Among other fun demographic Congressional facts, a record-breaking 63 members of Congress do not identify as Christian (including Mormons as Christians). And 61 of these are Democrats; only two of ~250 Republicans (in both Houses) are non-Christian. And of course the Republican caucus is roughly 99% White and male.

And their all part of a Congress that is charged with representing a nation that is decidedly not 99% white Christian Dudes. And in a final celebratory vein, let’s all take a moment to remember that the faker Paul Ryan is now just a former member of Congress.

But there are issues with how Pelosi will drive the political agenda.

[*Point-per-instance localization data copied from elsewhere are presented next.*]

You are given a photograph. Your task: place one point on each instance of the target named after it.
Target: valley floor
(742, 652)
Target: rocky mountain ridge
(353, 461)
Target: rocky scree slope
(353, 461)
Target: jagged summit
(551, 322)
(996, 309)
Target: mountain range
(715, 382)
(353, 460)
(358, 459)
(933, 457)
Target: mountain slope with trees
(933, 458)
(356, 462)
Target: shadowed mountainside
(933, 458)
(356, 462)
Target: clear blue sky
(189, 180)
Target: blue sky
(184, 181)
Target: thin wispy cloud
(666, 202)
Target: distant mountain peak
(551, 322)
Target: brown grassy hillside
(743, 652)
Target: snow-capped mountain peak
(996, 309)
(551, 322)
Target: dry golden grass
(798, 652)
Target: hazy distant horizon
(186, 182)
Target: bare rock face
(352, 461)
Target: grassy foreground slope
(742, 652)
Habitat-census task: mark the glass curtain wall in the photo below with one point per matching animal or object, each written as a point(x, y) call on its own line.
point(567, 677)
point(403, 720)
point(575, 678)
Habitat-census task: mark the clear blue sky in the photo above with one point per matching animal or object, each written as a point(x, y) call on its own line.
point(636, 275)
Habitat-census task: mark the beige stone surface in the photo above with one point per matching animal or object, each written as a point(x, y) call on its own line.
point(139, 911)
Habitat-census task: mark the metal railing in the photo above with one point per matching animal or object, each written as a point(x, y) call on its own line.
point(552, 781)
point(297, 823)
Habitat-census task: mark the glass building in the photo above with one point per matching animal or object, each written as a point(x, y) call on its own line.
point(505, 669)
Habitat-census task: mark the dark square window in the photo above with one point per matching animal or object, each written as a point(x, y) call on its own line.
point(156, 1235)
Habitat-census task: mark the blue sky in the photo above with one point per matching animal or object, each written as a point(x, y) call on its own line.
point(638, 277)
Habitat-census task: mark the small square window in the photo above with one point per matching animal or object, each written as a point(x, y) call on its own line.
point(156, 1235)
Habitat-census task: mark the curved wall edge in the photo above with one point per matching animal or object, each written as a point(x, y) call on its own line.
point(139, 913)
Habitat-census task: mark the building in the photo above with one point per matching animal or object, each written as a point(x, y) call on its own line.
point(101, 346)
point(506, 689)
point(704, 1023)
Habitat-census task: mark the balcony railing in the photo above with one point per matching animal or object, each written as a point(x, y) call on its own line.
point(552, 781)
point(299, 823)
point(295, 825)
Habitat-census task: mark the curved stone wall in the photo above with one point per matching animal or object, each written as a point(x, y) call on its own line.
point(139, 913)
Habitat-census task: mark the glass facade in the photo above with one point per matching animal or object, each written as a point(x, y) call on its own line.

She’s in favor of Paygo, an obscure budget rule that requires any legislation that increases spending (like entitlement programs) or cutting taxes (therefore increasing the deficit over the next 10 years) to be offset with budget cuts to mandatory spending or tax increases. The rule can only be waived with a majority vote.

For some House Democrats, particularly those who want to pursue ambitious new ideas like a Green New Deal, or Medicare for All, requiring budget cuts or tax increases to pay for them stops those bills in their tracks.

The Establishment Democrats are saying, “Be realistic”. But we weren’t realistic in WW II. We just fully mobilized every citizen in America, every factory, every natural resource for the war effort, despite the cost. At the time, our only true constraints were available resources, not budget room.

Apparently, to Establishment Dems, deaths from lack of money or insurance for health care doesn’t warrant that kind of mobilization. Nor does climate disruption.

Will the Establishment Democrats turn out to be useless to the effort to reform capitalism, or other progressive policies? We’ll see.